Il fondo del direttore della Nuova Ferrara

FERRARA. Rovesciare la storia è un esercizio complicato quanto ridicolo ma che, ultimamente, alletta schiere di convinti antivaccinisti. Il crinale che scivola verso revisionismi spiccioli e pericolosi inizia però a diventare troppo ripido. Nelle scorse settimane abbiamo visto cortei con braccia protese nel saluto romano in un incomprensibile accostamento tra Green pass e dittatura. Oggi raccontiamo invece un’altra degenerazione. Accade quando chi dovrebbe curarsi dell’educazione dei ragazzi imbocca derive che testimoniano una ignoranza irrispettosa del passato. Accade qui a Ferrara dove il preside dell’istituto Perlasca, Stefano Gargioni, che nei giorni scorsi aveva già tentato di resistere all’obbligatorietà del certificato, ieri si è affidato ai social per pompare la sua propaganda. È la solita fola: mescolare nazismo e provvedimenti sanitari. Il professore, per ora assente da scuola, ieri ha diffuso una foto dell’ingresso del campo di stermino di Auschwitz con un ritocco personalizzato: la tristemente nota scritta sul cancello è sostituita con la frase “Il Green pass rende liberi”.

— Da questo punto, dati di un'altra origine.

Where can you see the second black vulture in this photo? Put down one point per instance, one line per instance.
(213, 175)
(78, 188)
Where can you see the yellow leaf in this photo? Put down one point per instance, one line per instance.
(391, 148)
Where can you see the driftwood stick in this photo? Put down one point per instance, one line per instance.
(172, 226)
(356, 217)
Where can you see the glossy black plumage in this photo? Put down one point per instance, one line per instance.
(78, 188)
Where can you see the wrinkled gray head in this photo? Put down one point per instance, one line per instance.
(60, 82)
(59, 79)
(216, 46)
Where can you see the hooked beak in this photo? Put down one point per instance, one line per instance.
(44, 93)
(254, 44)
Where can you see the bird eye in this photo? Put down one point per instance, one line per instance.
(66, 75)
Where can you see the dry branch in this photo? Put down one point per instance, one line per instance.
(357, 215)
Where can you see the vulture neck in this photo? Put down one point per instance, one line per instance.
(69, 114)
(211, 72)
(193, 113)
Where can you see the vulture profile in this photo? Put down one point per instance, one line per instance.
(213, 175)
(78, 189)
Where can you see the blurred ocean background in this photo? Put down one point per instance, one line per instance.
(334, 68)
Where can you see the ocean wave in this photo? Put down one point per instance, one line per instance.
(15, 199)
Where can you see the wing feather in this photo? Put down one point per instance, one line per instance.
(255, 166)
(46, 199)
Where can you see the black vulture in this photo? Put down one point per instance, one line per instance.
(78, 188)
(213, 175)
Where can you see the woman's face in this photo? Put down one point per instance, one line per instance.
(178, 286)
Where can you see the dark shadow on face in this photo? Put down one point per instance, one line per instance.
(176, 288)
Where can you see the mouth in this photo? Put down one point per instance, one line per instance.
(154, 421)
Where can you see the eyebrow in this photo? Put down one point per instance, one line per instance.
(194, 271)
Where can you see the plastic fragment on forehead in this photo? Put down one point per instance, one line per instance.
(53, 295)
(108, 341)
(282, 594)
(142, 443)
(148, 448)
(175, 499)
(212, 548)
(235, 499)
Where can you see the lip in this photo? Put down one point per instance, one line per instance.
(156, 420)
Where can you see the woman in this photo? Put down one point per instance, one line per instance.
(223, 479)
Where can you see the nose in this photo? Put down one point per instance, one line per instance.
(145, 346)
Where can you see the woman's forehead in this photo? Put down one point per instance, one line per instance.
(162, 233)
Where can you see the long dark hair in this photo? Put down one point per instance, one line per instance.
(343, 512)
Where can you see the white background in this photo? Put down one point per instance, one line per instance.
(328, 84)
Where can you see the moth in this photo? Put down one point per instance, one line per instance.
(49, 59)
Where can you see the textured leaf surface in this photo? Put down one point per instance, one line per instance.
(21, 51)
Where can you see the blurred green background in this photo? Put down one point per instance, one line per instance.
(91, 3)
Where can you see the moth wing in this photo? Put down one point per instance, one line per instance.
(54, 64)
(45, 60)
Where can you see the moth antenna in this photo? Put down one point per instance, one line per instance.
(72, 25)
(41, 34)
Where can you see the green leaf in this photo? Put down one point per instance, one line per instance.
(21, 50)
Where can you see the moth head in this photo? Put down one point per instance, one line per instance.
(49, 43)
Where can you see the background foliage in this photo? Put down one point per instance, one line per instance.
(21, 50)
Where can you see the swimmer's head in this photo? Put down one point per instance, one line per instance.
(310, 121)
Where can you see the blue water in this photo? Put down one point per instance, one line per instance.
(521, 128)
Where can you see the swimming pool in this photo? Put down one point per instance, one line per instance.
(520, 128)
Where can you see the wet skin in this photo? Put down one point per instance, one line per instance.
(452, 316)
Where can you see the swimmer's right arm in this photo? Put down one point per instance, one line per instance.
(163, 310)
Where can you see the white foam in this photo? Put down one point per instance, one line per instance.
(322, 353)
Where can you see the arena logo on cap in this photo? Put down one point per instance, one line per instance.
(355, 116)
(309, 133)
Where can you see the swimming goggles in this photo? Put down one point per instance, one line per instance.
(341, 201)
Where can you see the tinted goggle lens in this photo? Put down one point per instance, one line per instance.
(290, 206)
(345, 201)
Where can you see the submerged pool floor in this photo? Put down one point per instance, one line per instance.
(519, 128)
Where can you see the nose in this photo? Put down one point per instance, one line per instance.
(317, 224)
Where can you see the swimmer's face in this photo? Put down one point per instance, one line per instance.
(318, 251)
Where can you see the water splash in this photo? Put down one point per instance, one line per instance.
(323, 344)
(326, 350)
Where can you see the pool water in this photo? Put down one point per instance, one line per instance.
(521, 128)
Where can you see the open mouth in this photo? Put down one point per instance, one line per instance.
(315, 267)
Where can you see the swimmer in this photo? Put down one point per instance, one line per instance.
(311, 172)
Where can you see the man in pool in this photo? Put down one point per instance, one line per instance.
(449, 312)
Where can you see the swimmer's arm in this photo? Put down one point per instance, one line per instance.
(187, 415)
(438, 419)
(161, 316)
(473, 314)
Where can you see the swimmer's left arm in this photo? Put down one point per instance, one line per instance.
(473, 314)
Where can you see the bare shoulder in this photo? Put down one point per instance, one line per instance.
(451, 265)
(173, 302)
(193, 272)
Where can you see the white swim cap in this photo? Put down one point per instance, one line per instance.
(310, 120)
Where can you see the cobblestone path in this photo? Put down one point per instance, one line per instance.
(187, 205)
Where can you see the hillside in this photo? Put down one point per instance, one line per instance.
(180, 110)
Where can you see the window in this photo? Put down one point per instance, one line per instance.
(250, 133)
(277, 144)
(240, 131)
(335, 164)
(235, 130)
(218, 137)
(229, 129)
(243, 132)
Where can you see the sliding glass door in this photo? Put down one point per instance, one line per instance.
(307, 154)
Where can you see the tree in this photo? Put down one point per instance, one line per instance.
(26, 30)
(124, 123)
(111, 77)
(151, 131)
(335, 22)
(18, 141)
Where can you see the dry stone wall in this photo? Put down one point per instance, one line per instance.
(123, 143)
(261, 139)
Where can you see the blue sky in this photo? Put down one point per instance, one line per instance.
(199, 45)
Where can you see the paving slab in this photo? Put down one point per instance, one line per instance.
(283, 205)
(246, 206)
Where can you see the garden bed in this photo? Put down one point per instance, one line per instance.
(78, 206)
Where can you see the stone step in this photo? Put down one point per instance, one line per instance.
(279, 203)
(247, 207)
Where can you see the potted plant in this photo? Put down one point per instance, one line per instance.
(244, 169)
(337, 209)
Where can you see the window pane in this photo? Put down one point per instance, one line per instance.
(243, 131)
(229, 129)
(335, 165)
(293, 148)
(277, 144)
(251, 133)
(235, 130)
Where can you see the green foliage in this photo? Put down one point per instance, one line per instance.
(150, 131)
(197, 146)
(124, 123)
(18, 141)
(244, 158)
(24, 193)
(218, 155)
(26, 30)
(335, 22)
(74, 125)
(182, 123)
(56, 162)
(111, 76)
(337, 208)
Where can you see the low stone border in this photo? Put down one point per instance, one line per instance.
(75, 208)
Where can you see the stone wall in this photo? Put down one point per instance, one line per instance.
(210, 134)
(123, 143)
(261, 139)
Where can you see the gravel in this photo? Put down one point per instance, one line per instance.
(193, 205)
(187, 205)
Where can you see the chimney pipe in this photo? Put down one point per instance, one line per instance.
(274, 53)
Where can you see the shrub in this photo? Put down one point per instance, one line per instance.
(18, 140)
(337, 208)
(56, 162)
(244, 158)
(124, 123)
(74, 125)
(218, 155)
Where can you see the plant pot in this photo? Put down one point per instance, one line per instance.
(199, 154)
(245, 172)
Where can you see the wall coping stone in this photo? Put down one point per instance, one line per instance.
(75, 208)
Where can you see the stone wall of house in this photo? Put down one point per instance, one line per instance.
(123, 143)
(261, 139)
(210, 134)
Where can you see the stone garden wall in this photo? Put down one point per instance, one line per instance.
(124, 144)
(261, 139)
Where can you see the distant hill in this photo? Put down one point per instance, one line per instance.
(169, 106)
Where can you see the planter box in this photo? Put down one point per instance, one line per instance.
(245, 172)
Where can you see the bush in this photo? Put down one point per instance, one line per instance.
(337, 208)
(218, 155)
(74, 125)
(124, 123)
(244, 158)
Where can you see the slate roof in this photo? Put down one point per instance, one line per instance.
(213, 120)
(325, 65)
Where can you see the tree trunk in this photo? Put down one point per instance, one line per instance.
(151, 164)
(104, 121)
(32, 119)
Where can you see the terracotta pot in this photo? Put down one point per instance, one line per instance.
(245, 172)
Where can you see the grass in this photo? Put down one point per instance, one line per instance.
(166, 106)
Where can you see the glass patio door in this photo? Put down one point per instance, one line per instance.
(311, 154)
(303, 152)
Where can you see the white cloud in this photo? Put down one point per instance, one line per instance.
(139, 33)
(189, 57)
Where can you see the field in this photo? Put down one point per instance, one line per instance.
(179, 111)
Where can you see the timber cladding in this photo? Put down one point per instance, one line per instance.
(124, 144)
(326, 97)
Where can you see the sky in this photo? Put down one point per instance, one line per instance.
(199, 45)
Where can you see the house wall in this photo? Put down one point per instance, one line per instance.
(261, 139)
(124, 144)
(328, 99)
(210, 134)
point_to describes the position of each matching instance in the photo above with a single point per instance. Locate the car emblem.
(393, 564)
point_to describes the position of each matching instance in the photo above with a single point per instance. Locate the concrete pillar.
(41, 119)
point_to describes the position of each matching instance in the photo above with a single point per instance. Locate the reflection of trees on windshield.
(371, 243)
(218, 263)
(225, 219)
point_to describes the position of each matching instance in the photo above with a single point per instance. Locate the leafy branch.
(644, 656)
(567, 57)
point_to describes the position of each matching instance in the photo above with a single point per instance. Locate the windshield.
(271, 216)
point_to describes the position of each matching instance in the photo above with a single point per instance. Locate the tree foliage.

Ci sarebbe da piangere dallo sconforto, specie se si considera che dirige una scuola intitolata a chi salvò dai lager migliaia di ebrei. Messo al sicuro il diritto di opinione, resta sul piatto una domanda: un insegnante che mette in circolo abbinamenti del genere come può proporsi a centinaia di ragazzi come un modello educativo? È legittimato a rappresentare un esempio per chi è nell’età della formazione? O sarebbe meglio rimandarlo all’esame di riparazione? Basterebbe la visione di un vecchio film, “La spada nella roccia”, di Walt Disney, per chiarirsi le idee. «L’uomo ha sempre imparato dal passato. Non si può studiare la storia alla rovescia: è già abbastanza confusa così com’è». Se il concetto era già chiaro al gufo Anacleto, possiamo essere ragionevolmente fiduciosi che il prof cambi rotta.